La morphine, un jour sans effets secondaires ?
Par Benje le samedi, mars 24 2012, 21:13 - Nouvelles Scientifiques - Lien permanent
La morphine est utilisée depuis plusieurs siècles pour soulager les douleurs intenses. Ses propriétés antidouleur sont toutefois accompagnées d'effets secondaires importants. La morphine mime l'action de molécules produites naturellement par le cerveau (les endorphines). Pourquoi alors a-t-elle des effets secondaires aussi délétères ? L'explication vient d'être apportée par l'équipe de Sébastien Granier, chercheur à l'Institut de génomique fonctionnelle (Inserm/CNRS/Universités de Montpellier 1 et 2) et ses collaborateurs américains. La structure 3D des récepteurs du cerveau sur lesquels se fixent la morphine ou les endorphines, est probablement différente selon que l'une ou l'autre des molécules s'y fixe. La réponse de l'organisme, va, de fait, être totalement modifiée. Grâce à cette découverte, les chercheurs espèrent réussir à conserver les effets bénéfiques de la morphine sans pour autant induire d'effets secondaires. Ces travaux sont publiés dans la revue Nature datée du 21 mars 2012.

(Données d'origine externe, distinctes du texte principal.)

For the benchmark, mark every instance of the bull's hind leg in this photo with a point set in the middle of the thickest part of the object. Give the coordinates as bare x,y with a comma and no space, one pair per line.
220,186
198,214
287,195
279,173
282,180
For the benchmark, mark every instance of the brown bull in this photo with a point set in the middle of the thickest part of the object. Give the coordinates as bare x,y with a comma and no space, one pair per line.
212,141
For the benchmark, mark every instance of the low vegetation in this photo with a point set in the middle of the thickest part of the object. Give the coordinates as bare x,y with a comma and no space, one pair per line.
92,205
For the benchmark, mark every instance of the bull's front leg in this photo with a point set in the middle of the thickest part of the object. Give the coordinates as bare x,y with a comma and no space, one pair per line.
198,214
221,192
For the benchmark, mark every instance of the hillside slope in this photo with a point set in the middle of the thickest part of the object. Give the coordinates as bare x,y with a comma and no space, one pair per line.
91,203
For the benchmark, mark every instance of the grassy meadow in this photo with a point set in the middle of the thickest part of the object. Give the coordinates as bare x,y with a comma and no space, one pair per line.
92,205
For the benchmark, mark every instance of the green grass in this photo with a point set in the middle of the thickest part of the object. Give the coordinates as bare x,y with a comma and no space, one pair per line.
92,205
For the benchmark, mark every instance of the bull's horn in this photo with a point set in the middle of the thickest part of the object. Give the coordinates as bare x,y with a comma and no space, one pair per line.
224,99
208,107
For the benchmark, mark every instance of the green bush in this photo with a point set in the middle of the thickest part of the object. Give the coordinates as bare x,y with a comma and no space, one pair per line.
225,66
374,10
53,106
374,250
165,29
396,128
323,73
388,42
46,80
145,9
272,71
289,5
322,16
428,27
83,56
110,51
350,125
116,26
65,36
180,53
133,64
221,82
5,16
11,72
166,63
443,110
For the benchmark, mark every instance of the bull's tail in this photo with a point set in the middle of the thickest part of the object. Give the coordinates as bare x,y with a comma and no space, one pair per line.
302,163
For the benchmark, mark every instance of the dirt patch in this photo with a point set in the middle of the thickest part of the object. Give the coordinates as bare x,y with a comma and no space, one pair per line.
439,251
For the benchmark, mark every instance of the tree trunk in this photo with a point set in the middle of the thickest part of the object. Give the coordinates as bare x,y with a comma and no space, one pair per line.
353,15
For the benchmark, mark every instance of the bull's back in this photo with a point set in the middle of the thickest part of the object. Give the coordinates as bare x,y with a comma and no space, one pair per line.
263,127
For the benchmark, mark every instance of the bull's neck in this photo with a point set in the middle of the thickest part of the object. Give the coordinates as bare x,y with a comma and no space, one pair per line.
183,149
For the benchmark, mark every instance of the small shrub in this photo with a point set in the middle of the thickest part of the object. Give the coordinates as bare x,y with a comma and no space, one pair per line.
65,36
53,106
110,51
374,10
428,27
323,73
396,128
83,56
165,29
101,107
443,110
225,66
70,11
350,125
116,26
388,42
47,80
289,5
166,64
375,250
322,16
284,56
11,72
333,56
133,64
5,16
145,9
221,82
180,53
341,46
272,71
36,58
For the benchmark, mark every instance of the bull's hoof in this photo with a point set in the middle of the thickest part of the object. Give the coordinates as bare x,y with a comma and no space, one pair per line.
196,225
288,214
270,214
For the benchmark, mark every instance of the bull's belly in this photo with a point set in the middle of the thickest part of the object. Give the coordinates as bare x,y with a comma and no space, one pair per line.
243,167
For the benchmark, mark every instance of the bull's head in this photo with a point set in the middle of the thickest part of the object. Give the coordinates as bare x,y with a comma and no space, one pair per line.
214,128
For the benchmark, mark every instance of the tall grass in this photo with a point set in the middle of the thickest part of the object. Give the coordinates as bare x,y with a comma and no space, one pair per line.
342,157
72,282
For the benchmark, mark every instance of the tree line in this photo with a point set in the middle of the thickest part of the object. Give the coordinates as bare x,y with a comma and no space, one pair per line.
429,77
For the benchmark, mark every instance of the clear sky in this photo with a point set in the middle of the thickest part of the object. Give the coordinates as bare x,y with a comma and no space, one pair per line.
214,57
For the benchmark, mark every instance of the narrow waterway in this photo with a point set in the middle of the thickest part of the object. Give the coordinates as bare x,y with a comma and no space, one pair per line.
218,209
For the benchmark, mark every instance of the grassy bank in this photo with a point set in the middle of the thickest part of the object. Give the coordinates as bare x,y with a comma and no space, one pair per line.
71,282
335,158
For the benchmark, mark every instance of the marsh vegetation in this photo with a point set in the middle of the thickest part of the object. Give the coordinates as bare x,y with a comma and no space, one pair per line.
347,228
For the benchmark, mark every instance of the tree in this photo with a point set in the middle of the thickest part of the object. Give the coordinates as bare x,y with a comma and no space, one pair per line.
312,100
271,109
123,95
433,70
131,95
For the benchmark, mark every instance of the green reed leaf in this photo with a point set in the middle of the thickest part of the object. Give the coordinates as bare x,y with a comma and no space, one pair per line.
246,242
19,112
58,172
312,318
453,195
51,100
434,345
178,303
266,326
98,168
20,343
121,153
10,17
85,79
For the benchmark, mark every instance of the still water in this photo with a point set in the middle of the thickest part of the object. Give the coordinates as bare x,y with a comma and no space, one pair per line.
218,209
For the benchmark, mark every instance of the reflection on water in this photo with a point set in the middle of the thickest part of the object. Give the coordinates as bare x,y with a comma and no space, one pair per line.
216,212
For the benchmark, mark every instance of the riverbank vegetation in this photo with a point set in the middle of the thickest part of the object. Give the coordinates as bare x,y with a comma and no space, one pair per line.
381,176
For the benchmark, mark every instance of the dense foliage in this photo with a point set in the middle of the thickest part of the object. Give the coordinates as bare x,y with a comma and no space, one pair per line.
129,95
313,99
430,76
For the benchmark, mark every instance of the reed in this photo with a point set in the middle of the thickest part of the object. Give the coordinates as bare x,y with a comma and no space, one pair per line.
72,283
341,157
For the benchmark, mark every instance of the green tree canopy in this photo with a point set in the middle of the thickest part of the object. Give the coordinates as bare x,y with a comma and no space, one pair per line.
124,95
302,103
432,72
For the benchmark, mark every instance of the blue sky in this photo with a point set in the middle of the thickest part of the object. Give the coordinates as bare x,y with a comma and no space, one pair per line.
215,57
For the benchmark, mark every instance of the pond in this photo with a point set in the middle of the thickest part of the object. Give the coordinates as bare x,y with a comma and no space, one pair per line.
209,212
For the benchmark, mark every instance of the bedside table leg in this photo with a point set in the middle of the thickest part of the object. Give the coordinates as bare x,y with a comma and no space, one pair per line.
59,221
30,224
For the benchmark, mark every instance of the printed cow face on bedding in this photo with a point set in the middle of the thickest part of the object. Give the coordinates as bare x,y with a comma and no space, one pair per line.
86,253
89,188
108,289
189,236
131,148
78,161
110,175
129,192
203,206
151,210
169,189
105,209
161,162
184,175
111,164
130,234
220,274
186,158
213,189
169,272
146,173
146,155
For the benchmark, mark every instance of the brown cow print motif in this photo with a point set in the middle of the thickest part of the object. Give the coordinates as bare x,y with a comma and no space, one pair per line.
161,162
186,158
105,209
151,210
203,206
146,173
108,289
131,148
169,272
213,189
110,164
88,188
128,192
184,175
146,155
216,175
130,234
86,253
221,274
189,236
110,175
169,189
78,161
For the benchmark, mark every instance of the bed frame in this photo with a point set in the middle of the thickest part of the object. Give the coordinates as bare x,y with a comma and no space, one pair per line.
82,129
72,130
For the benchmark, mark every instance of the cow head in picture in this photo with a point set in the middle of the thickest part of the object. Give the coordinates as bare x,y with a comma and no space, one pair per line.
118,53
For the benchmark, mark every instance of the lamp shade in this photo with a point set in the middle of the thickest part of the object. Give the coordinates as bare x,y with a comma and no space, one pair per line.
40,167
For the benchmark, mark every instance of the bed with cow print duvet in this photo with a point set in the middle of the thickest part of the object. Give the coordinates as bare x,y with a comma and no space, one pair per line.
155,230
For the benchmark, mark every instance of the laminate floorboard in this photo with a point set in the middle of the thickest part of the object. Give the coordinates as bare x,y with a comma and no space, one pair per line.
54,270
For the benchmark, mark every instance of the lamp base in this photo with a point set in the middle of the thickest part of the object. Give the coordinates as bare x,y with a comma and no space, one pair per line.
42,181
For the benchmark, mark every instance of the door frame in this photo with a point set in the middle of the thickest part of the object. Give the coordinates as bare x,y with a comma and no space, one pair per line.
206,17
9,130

L'opium, produit naturel extrait du pavot (Papaver somniferum),
est une des plus anciennes drogues connues par l'Homme pour ses
propriétés psychotropes, sédatives et analgésiques. Ces effets sont
induits par son composant majeur, la morphine, qui est largement
utilisée de nos jours en clinique pour soulager la douleur.
L'action de la morphine est relayée par les récepteurs µ-opiacés exprimés à la surface des cellules du système nerveux
central. Ces récepteurs font partie d'une superfamille de protéines,
les récepteurs couplés aux protéines G (RCPG) qui sont la cible
d'environ 30 % des médicaments actuellement sur le marché.
Au niveau moléculaire, la morphine, en se liant aux récepteurs
µ-opiacés, mime l'action de molécules produites naturellement dans le
cerveau: les endorphines. Cependant son utilisation en clinique est
limitée par deux effets. D'une part, le développement d'un phénomène de
tolérance oblige à augmenter la dose de morphine au fur et à mesure des
injections répétées pour obtenir le même effet thérapeutique. D'autre
part, la consommation de morphine entraine un phénomène de dépendance
comme la drogue (l'héroïne, forme acétylée de la morphine, étant
l'exemple le plus édifiant). De plus, la morphine provoque de graves
effets secondaires: dépression respiratoire, constipation, dépendance physique
et psychique. Ces effets délétères s'expliquent notamment par le fait
que la morphine déclenche une réponse cellulaire différente de celle
induite par les endorphines. La morphine et les endorphines se liant au
même récepteur, ces deux molécules stabiliseraient les récepteurs
µ-opiacés dans des conformations spatiales distinctes à l'origine des
différences de réponses biologiques.
"Dans le but de développer des molécules conservant les effets
bénéfiques de la morphine sans pour autant induire d'effets secondaires,
il est donc indispensable de comprendre les bases structurales de
l'action de la morphine et des opiacés en général" explique Sébastien
Granier, chercheur à l'Inserm et principal auteur de ce travail.
Le travail réalisé par Sébastien Granier et l'équipe de Brian Kobilka à
Stanford, a permis de résoudre la structure tridimensionnelle du
récepteur µ-opiacé lorsqu'il est associé à une molécule présentant une
structure chimique proche de celle de la morphine.